物件を購入する際には、擁壁に関する法律である「宅地造成等規制法」の内容を理解しておくことが重要です。
この法律は、1962年に災害を防止するために制定されたもので、崖崩れや土砂流出を防止することを目的としています。
宅地造成等規制法では、崖崩れの危険が高い地域を規制区域として指定し、その地域内での宅地造成に対して厳しい規制が行われます。
設置工事に着手する前に許可を取得する必要があり、設計基準を満たしていない擁壁は建設することができません。
規定に適合すれば、工事完了後には「検査済証」が交付されます。
また、擁壁を所有する地主は、擁壁の維持管理が求められ、怠ると改善勧告や改善命令を受ける可能性もあります。
擁壁の種類
様々な工法や材料を使って作られることがある擁壁は、その種類が豊富です。
今回は、住宅地などでよく見られる擁壁に焦点を当ててご紹介します。
鉄筋コンクリート擁壁
「鉄筋コンクリート擁壁」とは、現在の建築物や土木工学の分野において、最もよく採用されている擁壁の一つです。
この種の擁壁は、その名の通り鉄筋とコンクリートでできており、そのため非常に高い強度を持っています。

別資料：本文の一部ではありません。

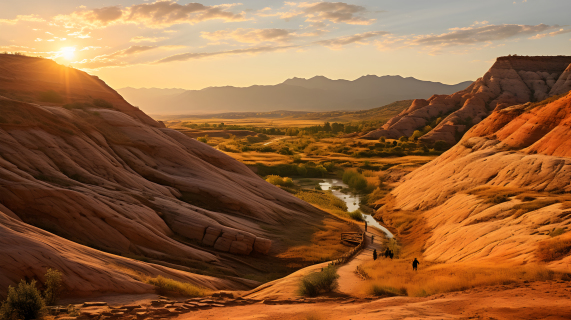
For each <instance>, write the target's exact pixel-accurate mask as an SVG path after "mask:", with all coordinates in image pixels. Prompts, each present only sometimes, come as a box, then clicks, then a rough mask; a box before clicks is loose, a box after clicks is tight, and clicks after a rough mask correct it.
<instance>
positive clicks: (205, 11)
mask: <svg viewBox="0 0 571 320" xmlns="http://www.w3.org/2000/svg"><path fill="white" fill-rule="evenodd" d="M236 5H238V4H221V5H215V6H206V5H203V4H200V3H187V4H184V5H182V4H178V3H177V2H175V1H170V0H167V1H156V2H153V3H142V4H137V5H133V6H131V7H126V8H122V7H120V6H110V7H103V8H98V9H92V10H86V9H81V10H79V11H75V12H73V13H71V14H69V15H58V16H56V17H55V18H54V19H55V20H56V21H57V22H59V23H61V24H63V25H65V26H67V27H73V26H74V27H77V26H81V25H88V26H91V27H105V26H108V25H111V24H120V23H134V24H139V25H145V26H147V27H153V28H165V27H170V26H172V25H175V24H183V23H186V24H195V23H198V22H202V21H206V20H213V19H219V20H223V21H244V20H246V19H245V17H244V15H243V14H242V13H233V12H231V11H229V9H230V8H232V7H234V6H236Z"/></svg>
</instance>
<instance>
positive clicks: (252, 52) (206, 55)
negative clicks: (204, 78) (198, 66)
mask: <svg viewBox="0 0 571 320" xmlns="http://www.w3.org/2000/svg"><path fill="white" fill-rule="evenodd" d="M299 47H300V46H263V47H253V48H245V49H236V50H227V51H217V52H199V53H193V52H189V53H182V54H176V55H173V56H170V57H166V58H163V59H161V60H158V61H156V62H155V63H167V62H175V61H188V60H195V59H202V58H208V57H214V56H225V55H238V54H258V53H263V52H273V51H279V50H287V49H292V48H299Z"/></svg>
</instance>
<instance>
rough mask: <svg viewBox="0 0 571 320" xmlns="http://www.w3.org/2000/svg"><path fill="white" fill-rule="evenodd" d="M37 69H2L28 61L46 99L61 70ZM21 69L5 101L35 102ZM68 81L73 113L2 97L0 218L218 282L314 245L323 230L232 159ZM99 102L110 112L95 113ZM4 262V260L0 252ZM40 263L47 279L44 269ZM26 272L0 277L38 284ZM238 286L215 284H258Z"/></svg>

そのため、地震などの外部からの力に対して非常に耐久性があります。
また、この鉄筋コンクリート擁壁は高い強度を活かして、垂直に設置することができるため、土地を効果的に利用することができるという利点もあります。
鉄筋コンクリート擁壁は大きく分けて、鉄筋を含むコンクリートでできたものと、無筋のコンクリートでできたものという2つのタイプがあります。

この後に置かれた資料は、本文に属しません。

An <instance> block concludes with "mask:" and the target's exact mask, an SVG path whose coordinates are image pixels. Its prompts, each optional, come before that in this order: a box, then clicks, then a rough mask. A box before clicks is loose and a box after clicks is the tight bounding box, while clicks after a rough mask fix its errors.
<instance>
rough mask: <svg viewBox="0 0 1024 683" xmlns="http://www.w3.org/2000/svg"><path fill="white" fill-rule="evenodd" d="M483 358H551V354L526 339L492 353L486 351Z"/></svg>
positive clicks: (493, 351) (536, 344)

この擁壁は、立地条件や斜面の形状、その地域での崩壊のリスクなどに応じて、さまざまな形状の擁壁が建設されます。
逆T型、L型、重量式、もたれ式、片持梁式など、さまざまな形状が存在します。
中でも鉄筋コンクリート擁壁は、L型、逆L型、逆T型など、さらに細かく様々な形状に分類されることがあります。
現在、土地をより広く利用するために、L型の擁壁が一般的に採用されています。
間知ブロック擁壁
「ブロック擁壁」というのは、名前の通り、ブロックを石垣のように積み上げてできる擁壁のことです。
昔は石材のブロックが使われていた時期もありましたが、現在ではコンクリート製の「間知ブロック」が一般的です。
通常のブロックとは異なり、斜めに積み上げられるコンクリート製ブロックで、石垣などでもよく利用されています。
間知ブロック擁壁は、複数のブロックを組み合わせて設置される擁壁のことを指します。
高速道路を走行中にも、山の斜面などでよく見かけることがありますね。
この間知ブロック擁壁は、現行基準を満たしていれば高さ5mまでの擁壁を設置することが可能です。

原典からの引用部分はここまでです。